Chose merveilleuse, que les passions, les préjugés, les intérêts qui dirigent le plus petit être, que les plus faibles touches qui émeuvent le nerf le plus délicat, et qui, dans une cervelle humaine, font naître la plus vague pensée, deviennent autant d’anneaux dans la grande chaîne de la nature !

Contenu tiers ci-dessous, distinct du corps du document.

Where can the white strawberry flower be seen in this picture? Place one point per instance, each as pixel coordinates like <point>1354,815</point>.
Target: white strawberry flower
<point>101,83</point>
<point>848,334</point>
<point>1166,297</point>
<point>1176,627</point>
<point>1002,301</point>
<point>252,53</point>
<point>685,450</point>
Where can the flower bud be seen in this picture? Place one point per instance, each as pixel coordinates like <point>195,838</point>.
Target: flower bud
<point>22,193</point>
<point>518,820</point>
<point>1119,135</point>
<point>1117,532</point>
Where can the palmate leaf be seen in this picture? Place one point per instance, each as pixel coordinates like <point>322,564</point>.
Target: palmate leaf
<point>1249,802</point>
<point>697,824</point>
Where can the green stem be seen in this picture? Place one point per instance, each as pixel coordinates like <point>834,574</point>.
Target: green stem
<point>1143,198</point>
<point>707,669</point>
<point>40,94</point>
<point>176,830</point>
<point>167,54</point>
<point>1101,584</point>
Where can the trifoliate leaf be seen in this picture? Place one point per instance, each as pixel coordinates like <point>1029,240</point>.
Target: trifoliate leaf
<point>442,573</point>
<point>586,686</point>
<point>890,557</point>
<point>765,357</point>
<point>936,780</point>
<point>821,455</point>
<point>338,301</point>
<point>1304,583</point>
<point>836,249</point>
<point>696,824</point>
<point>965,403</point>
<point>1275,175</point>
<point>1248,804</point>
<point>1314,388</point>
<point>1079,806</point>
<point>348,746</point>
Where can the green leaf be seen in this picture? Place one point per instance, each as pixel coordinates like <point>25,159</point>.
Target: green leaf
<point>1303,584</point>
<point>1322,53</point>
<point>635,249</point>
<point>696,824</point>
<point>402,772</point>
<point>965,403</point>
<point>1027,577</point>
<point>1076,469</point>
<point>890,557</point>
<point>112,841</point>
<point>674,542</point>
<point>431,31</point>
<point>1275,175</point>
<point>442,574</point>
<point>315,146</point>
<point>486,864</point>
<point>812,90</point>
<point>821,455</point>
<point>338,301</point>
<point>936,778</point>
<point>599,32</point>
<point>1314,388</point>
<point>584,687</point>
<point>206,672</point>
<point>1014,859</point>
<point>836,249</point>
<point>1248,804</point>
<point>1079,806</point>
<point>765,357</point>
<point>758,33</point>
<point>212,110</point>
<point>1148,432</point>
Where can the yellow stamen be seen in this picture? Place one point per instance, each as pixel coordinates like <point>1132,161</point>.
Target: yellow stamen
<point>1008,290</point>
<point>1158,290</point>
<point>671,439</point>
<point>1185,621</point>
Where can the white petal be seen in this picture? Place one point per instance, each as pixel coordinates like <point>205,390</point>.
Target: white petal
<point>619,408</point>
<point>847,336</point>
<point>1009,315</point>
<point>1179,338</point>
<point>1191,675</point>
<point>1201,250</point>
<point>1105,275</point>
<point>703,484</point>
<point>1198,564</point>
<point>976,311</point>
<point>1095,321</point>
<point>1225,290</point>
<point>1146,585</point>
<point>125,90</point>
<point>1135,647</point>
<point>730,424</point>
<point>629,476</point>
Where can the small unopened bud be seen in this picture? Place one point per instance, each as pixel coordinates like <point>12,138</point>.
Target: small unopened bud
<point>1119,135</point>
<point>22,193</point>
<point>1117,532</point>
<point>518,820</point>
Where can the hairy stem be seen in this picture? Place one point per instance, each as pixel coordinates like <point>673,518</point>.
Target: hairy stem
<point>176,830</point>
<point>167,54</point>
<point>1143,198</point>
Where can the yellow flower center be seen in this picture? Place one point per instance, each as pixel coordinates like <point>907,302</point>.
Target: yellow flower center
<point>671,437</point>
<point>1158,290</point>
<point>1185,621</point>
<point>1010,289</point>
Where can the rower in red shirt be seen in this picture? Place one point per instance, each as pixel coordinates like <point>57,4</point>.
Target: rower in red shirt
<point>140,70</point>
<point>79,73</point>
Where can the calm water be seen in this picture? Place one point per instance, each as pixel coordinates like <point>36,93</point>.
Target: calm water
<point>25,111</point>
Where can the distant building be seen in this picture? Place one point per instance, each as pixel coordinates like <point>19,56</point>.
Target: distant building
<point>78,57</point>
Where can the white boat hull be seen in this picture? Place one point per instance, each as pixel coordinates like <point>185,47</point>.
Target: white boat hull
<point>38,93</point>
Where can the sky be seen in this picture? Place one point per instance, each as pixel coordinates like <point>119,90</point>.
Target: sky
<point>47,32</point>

« Regarde, cria la Fée, les palais en ruine de Palmyre. Regarde où la grandeur a grimacé ! regarde où le plaisir a souri ! Qu’en reste-t-il maintenant ? Le souvenir de l’ineptie et de la honte. Qu’y a-t-il là d’immortel ? Rien. Ces restes subsistent pour raconter une mélancolique histoire, pour donner un avertissement terrible ; et bientôt l’oubli emportera silencieusement les débris de cette gloire. Là, des monarques et des conquérants écrasèrent fièrement des millions de prosternés ; — tremblements de terre de la race humaine, oubliés comme le reste, quand la ruine qui marque leur secousse aura disparu.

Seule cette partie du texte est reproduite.